- Sire: Forty Niner
- Grandsire: Mr. Prospector
- Dam: Beware Of The Cat
- Damsire: Caveat
- Sex: Stallion
- Foaled: 1993
- Country: United States
- Colour: Chestnut
- Breeder: Fawn Leap Farm
- Owner: Overbrook Farm
- Trainer: D. Wayne Lukas
- Record: 31: 6-4-3
- Earnings: $1,601,394

Major wins
- Kentucky Cup Juvenile Stakes (1995) Super Derby (1996) Holy Bull Stakes (1996) Triple Crown race wins: Belmont Stakes (1996)

= Editor's Note =

American-bred Thoroughbred racehorse

Editor's Note (April 26, 1993 - December 12, 2022) was an American thoroughbred racehorse. He was sired by 1992 U.S. Champion 2 YO Colt Forty Niner, who in turn was a son of Champion sire Mr. Prospector and out of the mare Beware Of The Cat.

Trained by D. Wayne Lukas and ridden by René Douglas, who was given the assignment after Gary Stevens was injured, Editor's Note is best known for his classic stretch duel with Skip Away in the 1996 Belmont Stakes, beating Preakness Stakes winner Louis Quatorze, who was unplaced. This was the same race in which the Santa Anita Derby winner, Cavonnier, bowed a tendon and was unable to finish.

With the death of A.P. Indy on February 21, 2020, Editor's Note became the oldest living winner of the Belmont Stakes.
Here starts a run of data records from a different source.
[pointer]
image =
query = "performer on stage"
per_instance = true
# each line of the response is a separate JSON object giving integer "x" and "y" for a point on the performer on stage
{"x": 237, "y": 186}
Upon the death of Grindstone on March 22, 2022, Editor's Note became the oldest living winner of any of the Triple Crown races of thoroughbred racing.

==Retirement==
Editor's Note was originally retired in 1997 to Overbrook Farm in Lexington, Kentucky, but was exported in 2004 to Argentina.